Workers inspect capacitors on Century.Image Credits:Zap Energy
The demonstration device stands about a story and a half tall, and the reaction chamber inside is the size of a domestic water heater. Altogether, the key components occupy as much space as a double decker bus, and Zap thinks its commercial-scale module, which should produce 50-megawatts of electricity, will occupy a similar footprint.
To remain on track to a commercial power plant, Zap needs to hit three milestones: First, it needs to be able to generate high-voltage pulses frequently and continuously. A few weeks after it was turned on this summer, Century fired 1,080 consecutive pulses. So far, so good.
The next step is to demonstrate the technology for the Department of Energy, running the device for more than two hours by firing at ten second intervals to generate at least 1,000 plasma pulses. Ultimately, to operate as a commercial power plant, Zap’s reactor will need to spark 10 pulses per second for months on end.
Work continues on Zap Energy’s Century prototype.Image Credits:Zap Energy
After Century completes the demonstration for the Department of Energy, the team will surround the reaction chamber with liquid bismuth. The molten metal will protect other parts of the device while absorbing heat that, in a commercial implementation, can be used to generate electricity. Century will be able to hold over one metric ton of the liquid metal, though when the loop is first installed in November, it’ll start with 70 kg.
Lastly, the company needs to ensure that its electrodes, the parts that generate the electric pulses, can withstand the heat and particles unleashed by each fusion reaction.
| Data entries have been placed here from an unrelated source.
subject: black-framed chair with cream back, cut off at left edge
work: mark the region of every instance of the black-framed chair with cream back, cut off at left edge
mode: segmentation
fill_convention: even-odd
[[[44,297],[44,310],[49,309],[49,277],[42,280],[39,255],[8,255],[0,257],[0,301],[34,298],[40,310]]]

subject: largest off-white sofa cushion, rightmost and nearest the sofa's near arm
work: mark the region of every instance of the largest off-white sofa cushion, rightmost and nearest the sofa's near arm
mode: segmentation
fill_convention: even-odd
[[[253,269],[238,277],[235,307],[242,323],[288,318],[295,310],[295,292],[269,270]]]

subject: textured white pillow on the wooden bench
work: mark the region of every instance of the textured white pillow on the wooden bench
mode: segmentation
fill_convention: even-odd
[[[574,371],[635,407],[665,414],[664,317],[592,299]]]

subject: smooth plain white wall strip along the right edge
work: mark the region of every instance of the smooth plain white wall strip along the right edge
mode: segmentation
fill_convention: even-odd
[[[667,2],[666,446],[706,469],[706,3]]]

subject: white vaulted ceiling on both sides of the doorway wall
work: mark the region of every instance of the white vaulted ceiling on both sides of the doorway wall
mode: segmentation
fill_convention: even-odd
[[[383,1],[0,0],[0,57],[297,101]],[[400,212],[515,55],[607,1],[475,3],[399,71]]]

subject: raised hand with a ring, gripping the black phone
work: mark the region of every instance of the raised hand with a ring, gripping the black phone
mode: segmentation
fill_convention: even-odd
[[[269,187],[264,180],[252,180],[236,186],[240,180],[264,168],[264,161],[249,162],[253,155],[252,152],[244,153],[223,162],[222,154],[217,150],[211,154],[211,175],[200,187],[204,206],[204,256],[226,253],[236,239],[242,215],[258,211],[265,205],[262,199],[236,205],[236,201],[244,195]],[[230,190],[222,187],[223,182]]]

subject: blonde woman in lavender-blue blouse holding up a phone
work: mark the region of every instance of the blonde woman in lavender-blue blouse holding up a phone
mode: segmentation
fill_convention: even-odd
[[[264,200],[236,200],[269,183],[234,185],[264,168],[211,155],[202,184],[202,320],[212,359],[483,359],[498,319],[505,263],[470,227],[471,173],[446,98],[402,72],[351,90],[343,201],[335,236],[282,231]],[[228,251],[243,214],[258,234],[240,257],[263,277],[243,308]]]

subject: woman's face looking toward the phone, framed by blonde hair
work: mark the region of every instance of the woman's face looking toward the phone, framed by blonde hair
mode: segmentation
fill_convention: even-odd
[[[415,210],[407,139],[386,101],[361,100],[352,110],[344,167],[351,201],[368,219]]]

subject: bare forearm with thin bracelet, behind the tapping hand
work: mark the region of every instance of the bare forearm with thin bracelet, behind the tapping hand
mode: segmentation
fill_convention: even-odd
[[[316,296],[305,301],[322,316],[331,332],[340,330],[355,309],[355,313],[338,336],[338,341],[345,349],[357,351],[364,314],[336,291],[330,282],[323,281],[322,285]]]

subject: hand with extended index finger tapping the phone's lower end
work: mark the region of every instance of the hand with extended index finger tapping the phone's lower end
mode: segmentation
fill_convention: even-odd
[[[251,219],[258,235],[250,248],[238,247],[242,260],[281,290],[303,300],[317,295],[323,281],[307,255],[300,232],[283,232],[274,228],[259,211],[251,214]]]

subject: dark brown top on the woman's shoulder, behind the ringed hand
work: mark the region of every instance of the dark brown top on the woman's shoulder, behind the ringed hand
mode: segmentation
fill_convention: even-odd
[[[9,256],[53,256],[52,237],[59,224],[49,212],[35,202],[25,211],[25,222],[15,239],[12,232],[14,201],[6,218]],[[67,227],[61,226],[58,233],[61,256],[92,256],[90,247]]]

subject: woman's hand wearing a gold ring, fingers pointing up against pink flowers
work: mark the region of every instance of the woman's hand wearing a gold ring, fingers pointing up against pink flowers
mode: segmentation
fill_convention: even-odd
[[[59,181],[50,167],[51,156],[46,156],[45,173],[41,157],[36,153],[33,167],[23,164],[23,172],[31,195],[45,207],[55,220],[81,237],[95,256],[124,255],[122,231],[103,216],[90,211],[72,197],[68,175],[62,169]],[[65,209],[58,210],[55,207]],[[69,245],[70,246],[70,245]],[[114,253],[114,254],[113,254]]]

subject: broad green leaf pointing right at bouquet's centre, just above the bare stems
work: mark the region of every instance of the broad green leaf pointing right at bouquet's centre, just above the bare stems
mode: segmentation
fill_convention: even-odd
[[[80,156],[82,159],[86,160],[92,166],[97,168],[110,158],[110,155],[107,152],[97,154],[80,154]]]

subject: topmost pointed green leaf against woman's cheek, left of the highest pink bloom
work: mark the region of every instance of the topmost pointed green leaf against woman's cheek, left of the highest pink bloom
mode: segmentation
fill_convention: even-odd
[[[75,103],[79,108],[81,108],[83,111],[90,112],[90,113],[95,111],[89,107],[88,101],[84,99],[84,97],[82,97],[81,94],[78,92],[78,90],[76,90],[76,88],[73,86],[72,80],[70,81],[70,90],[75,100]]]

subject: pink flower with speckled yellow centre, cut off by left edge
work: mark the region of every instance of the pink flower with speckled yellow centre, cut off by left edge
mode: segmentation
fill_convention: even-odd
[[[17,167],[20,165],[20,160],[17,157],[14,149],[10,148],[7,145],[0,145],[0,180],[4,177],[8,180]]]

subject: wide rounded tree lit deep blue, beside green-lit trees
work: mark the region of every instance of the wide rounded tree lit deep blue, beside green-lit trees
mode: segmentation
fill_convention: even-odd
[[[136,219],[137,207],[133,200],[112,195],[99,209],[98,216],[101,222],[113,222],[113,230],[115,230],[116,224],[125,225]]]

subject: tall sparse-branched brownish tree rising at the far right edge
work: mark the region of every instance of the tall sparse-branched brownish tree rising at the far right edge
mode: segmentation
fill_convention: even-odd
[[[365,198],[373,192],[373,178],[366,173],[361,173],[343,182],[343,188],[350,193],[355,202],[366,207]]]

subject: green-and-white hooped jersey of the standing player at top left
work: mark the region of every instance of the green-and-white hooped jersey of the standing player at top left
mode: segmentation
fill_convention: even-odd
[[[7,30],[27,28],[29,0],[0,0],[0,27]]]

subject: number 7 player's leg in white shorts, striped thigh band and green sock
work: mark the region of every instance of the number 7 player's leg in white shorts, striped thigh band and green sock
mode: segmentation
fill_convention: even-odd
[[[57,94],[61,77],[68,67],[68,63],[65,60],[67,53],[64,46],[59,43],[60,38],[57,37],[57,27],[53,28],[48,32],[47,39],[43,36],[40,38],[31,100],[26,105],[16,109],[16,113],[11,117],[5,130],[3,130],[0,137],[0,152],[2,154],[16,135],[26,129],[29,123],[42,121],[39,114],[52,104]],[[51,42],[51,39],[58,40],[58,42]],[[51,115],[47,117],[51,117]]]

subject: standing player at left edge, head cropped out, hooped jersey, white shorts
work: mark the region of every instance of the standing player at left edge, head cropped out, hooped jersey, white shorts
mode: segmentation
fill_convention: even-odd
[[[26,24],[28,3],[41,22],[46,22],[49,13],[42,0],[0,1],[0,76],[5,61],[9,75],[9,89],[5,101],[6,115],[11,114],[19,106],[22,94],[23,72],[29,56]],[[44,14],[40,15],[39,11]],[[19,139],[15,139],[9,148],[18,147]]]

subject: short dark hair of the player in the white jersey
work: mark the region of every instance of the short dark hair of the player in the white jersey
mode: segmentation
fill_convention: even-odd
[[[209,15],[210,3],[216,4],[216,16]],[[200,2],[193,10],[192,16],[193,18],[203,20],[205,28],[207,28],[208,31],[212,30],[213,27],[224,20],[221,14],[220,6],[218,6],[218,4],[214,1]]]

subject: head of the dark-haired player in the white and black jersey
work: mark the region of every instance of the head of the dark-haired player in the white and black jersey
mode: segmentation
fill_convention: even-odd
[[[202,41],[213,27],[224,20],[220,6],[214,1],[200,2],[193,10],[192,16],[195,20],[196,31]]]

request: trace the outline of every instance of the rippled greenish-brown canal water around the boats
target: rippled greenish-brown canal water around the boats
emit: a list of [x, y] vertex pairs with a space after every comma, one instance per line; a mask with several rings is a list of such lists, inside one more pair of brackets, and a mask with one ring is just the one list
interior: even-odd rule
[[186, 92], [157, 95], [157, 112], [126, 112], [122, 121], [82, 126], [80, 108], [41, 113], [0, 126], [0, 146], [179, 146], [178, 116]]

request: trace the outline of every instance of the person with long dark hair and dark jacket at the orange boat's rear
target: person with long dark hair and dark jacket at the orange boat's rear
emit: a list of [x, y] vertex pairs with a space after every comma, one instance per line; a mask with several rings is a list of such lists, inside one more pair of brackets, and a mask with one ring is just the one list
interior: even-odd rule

Those parts won’t last forever; all commercial power plants have to undergo maintenance at some point. The question is usually how frequently and for how long. Zap needs to ensure its most vulnerable parts can last long enough to make financial sense for power producers.
By next year, the company will increase the amount of electricity that’s delivered to the reaction chamber until it hits 100 kilowatts. Along the way, Conway expects the company will revamp the Century bit by bit. “Even though Century is one platform, one name, within it are multiple generations,” he said. “We iterate within the iterations.”
If Century works as planned, “my hope would be that we’re building a demo well in this decade,” Conway said. And if that goes well, commercial power plants should follow in the early 2030s.
A view of Century (right) and its power cabinets (left).Image Credits:Zap Energy
That’s a lot of “ifs,” something Conway acknowledges. “I’m convinced that when we cut the ribbon on our first power plant and we think about the hardest problems we’ve had to solve in the last five years, my guess is plasma physics and gain is on the list. But I bet there’s a lot of other stuff on the list as well.”
That “other stuff” might be what makes or breaks commercial fusion power.
“Fusion needs to compete with other ways of making electricity and heat. If fusion power plants cost a lot more than other ways of making electricity, there’s not going to be many of them. There may be one that we take our kids to and show on a school field trip, and that’s it,” Conway said. “The economics of these things is going to really matter.”